A brief footnote about my grandfather, Rev. Donald E. Rugh,
Nana Don,
A man who arranged meetings between dignitaries and Gandhi,
A man who was one of the first Americans to greet the Dalai Lama after his escape from Tibet in 1957
A man who received the first shipments of surplus American wheat under the Indo-American Agreement for famine relief.
A man responsible for getting Kazakh refugees fleeing communist China out of Kashmir to Turkey so that Nehru could continue to broker peace between China and Japan.
A man who was so effective in India that he was accused of being an agent for the CIA.
This is also a man who never bothered to learn the language of a country he served for almost 4 decades.
This is also a man who originally wanted to serve as a missionary to Africa, but was told India was the area of most need. So he simply went there instead.
I’m sure my Nana Don saw himself as a career pragmatist, lending a hand because he had the means and the backing to do so. He was not an evangelist in the classic missionary sense, unless you consider equal access to education and drinking water to be a religion.
Dr. Rev. Don E. Rugh impressed his international colleagues as a plain-spoken, straight-shooter who actually got the job done in a sometimes hostile climate.

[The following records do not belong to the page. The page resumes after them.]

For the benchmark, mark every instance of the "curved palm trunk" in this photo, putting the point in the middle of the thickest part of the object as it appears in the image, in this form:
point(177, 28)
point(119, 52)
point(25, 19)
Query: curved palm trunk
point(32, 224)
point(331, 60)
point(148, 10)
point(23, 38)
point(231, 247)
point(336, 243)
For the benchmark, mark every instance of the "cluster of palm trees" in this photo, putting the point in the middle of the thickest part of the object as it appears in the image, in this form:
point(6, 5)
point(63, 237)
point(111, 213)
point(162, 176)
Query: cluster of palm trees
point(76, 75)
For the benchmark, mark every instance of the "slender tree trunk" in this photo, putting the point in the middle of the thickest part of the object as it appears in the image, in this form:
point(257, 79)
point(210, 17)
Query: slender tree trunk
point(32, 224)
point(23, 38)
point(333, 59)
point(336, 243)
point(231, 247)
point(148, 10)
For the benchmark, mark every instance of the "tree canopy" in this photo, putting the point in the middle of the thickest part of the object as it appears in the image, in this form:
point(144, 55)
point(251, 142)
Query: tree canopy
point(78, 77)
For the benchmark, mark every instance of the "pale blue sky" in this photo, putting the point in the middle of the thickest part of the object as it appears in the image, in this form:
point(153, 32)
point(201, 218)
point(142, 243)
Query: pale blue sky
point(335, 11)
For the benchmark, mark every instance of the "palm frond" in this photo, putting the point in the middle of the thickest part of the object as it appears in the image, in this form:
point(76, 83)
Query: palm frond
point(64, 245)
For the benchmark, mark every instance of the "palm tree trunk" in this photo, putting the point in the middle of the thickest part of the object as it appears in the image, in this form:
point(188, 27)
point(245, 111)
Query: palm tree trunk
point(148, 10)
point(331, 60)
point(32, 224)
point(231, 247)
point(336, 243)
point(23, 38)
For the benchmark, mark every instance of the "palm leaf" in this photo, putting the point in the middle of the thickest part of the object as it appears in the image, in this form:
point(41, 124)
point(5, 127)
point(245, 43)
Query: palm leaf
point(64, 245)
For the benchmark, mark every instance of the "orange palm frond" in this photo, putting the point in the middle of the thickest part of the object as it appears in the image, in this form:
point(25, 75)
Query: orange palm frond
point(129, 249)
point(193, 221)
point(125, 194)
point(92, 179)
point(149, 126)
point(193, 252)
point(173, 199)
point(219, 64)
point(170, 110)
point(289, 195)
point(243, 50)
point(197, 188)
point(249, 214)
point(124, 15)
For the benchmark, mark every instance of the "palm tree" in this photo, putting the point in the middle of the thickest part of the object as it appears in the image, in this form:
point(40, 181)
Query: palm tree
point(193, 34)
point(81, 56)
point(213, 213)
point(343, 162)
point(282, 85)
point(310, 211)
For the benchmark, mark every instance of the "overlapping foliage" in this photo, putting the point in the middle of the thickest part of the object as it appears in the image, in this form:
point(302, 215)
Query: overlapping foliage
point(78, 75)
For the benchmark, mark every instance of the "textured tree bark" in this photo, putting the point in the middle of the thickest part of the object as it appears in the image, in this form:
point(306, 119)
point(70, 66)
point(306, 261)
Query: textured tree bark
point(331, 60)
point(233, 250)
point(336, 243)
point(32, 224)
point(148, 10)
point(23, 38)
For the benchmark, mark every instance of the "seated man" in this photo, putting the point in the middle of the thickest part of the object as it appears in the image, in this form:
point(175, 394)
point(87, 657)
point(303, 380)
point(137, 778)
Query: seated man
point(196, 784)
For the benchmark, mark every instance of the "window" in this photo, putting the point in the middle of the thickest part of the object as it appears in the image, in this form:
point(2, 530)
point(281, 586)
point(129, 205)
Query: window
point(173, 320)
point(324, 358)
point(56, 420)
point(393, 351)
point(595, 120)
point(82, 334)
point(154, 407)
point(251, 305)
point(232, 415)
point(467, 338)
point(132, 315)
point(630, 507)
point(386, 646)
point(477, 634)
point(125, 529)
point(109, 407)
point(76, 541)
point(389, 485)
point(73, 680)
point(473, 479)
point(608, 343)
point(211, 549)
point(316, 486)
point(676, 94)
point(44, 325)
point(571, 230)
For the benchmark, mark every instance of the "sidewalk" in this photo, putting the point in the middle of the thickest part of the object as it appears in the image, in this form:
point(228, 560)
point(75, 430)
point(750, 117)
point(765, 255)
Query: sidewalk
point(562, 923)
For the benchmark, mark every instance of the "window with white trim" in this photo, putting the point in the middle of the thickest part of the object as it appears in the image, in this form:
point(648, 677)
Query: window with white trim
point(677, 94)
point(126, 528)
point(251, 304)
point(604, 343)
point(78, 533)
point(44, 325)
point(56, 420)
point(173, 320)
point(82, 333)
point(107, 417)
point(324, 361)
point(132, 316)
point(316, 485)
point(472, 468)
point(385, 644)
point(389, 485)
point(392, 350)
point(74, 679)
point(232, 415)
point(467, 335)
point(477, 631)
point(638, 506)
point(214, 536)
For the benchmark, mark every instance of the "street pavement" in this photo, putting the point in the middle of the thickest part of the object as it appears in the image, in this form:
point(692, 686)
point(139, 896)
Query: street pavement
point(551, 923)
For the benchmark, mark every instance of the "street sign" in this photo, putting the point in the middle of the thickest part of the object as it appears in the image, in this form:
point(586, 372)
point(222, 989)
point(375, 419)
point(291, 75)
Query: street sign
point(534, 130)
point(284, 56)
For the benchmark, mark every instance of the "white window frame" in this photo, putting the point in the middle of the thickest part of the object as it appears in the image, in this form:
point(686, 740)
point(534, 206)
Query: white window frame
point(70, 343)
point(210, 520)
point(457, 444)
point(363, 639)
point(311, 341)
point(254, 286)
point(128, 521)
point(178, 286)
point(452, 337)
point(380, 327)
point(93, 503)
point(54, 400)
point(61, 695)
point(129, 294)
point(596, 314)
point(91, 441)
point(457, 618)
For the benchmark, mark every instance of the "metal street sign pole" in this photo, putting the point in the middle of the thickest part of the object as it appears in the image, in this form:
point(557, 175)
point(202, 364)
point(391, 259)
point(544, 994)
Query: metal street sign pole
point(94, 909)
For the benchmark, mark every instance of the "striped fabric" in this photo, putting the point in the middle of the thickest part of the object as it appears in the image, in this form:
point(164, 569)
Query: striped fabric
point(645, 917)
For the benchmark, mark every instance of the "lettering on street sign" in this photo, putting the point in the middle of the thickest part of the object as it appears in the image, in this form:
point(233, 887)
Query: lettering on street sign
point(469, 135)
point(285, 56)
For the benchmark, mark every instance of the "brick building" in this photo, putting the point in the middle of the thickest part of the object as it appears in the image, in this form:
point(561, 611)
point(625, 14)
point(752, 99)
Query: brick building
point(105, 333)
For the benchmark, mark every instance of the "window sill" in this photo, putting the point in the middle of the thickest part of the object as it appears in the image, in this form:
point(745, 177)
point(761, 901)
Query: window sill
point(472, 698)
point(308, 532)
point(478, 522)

But his lasting legacy to those who attended his schools, grew up in his leprosy colony, ate the surplus grain he distributed, benefitted from the livestock he helped bring into the country has never been assessed and is certainly outside the purview of this project.
The history of post-war American involvement in India may not be as drenched in white-supremacist pageantry as the British Raj, but the Americans’ entrance into the country -
- both with and without the help of flickering British power, in addition to the direct invitations by Nehru, Kaur and others -
- is a complex narrative that has not received significant attention, in part, because it is not as interesting visually: The British built glorious cities based on Mughal architecture, the Americans distributed burlap sacks of grain and repaired B-24’s behind walls.
This is because the misty-eyed, white-skinned romantic in search of the sublime had no place in post-war America’s anti-Communist plan of action.
In that respect, my grandfather was the ideal, missionary nation-builder. He was definitely someone who wouldn’t do as the English Romantics did and fall in love with India as she lays across his lap in miniature.
But he would agree with the Romantics that, as for what India needs most, well, we in the West know best.